El pasado jueves día 10 de enero, en torno al mediodía, el legón cavó una parcela de tierra en el cementerio de la Salud de Córdoba. Solo la energía pasajera insuflada por la emoción puede explicar el vigor y la seguridad, la cadente contundencia de la azada contra la tierra, empuñada a turnos por manos nudosas, cerúleas, de cuerpos y rostros moldeados por los años. El silencio ceremonial de los asistentes, solo interrumpido por los aplausos de respeto que acompañaron cada uno de los relevos al legón, magnificaba el efecto del chasquido firme del hierro que ha empezado a quebrar la nefanda losa de tierra sobre los mas de cuatro mil represaliados del franquismo amontonados en las fosas comunes de nuestra ciudad. Ochenta vergonzantes años después. El hecho de que cuarenta de ellos hayan transcurrido en democracia evidencia la hondura del drama, y alumbra con otros focos la naturaleza de un proceso, el de la transición que, con sus evidentes, memorables e indiscutibles logros, cuenta también con un reverso tenebroso en el olvido de los represaliados franquistas y, lo que es más intolerable, en la persistente y cruel victimización de sus descendientes; porque eso ha supuesto la inexplicable inhibición del Estado y los sucesivos gobiernos del deber de un proceso general, sistemático y público de exhumaciones. Proceso que no sé si podía o debía haberse acometido entre el 78 y el 82 --puede seguramente discutirse si el silencio cómplice fue uno de los precios de la transición--, pero es difícilmente argumentable que no haya encontrado algún momento desde entonces hasta hoy. Pese como corresponda en los debes y haberes de todos, sin duda, pero especialmente en los de los que tuvieron la responsabilidad y los medios para hacerlo durante todo este tiempo.

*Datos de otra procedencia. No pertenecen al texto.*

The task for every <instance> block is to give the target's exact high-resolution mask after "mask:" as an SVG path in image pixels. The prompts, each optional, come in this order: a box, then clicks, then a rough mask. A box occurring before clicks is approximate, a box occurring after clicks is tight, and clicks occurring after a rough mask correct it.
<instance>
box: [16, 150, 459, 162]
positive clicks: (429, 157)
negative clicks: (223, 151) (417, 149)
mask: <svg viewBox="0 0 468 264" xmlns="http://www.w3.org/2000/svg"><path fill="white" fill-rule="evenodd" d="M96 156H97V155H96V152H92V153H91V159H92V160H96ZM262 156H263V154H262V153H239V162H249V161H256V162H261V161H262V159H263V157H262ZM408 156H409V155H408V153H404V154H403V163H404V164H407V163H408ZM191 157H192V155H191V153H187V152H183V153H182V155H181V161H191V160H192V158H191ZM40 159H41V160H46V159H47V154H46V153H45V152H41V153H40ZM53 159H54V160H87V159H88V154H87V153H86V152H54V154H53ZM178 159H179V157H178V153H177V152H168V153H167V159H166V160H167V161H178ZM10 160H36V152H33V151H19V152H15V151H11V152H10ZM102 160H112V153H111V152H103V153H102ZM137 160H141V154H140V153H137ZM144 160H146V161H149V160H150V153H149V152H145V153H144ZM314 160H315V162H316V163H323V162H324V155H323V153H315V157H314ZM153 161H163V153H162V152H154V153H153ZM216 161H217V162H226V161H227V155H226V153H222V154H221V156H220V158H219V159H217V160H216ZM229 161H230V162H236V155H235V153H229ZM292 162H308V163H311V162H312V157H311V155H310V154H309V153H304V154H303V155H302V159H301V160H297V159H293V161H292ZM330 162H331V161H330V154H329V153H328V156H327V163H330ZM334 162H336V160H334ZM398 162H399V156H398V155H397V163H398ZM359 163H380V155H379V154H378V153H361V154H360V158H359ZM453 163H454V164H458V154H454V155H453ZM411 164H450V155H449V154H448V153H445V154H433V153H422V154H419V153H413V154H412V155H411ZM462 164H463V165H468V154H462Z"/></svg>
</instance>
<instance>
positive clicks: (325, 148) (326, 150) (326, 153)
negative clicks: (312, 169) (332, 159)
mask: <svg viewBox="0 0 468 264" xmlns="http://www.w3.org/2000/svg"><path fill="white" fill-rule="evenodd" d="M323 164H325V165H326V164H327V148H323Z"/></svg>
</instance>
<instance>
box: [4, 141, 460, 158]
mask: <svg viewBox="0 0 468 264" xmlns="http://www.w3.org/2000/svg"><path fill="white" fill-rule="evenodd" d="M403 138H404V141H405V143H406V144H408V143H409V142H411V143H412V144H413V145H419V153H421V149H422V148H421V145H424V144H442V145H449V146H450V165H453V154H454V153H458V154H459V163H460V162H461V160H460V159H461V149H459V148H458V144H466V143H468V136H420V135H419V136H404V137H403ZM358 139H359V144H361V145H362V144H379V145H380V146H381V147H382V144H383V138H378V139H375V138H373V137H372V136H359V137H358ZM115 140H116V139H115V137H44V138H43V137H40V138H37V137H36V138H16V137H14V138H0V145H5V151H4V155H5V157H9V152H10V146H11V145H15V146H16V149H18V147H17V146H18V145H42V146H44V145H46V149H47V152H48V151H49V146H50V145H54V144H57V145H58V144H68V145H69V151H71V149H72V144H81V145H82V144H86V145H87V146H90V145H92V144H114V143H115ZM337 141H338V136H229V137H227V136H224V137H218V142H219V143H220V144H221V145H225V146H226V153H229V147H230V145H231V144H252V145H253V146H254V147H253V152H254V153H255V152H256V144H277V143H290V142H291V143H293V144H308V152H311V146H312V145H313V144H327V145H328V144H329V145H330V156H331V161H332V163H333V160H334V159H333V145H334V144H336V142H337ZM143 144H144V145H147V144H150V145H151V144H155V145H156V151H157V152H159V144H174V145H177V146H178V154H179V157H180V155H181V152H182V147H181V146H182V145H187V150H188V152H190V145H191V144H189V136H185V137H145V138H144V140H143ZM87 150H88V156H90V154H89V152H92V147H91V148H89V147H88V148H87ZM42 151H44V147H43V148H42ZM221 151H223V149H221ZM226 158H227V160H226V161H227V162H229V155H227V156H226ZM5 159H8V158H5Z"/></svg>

No advertí --no había-- rencor en las miradas, reproche en los gestos, o revancha en las palabras --pocas-- de las víctimas, tampoco resentimiento cuando Esperanza, Manuel, Antonio, Carmen, o Luis invocaron a sus padres, tíos, hermanos, abuelos y madres al tomar el legón el otro día. Porque, a pesar de los recelos --prefiero pensar que bienintencionados-- de algunos, no se trata de afrentar a nadie, ni de ajustar cuentas, ni de reabrir heridas, porque de hecho siguen abiertas. Heridas que en todo caso no podemos pedir a quien las sufre que siga acallándolas por no molestar a no sé quién, o en nombre de una concordia que los excluye. Aunque debiera, tampoco es quizás ahora, el momento de la justicia que si cuando es tardía deja de serlo, imaginen ustedes en este caso. Se trata en primer lugar y fundamentalmente del deber cívico de dignificación de los represaliados. Se equivocan quienes creen que se trata de política, ni siquiera --aunque debiera-- de justicia penal. Se trata de la justicia moral de la dignidad. De la dignidad colectiva como sociedad. Cabe preguntarse qué clase de democracia podemos edificar y legar al futuro sobre un suelo sembrado de decenas de miles de muertos sin identificar y de familias a las que hemos negado el derecho, que reconocemos como elemental para nosotros mismos, a honrar a sus deudos. Lo que yace en nuestros cementerios son seres humanos; en su día fueron víctimas, y lo siguen siendo; también lo son los familiares que preservan lo único que hasta ahora les hemos dejado y no le podemos hurtar: su memoria. Y el sustantivo víctimas no admite ningún adjetivo, ni matiz, ni puntualización. No las hay mas o menos relevantes, ni de tal o cual color ideológico, ni mucho menos culpables o inocentes. Debemos dignificar a las víctimas. A todas. La tarea es ardua y me temo que técnica y políticamente compleja. Llegados a este punto, sería imperdonable demorarse más.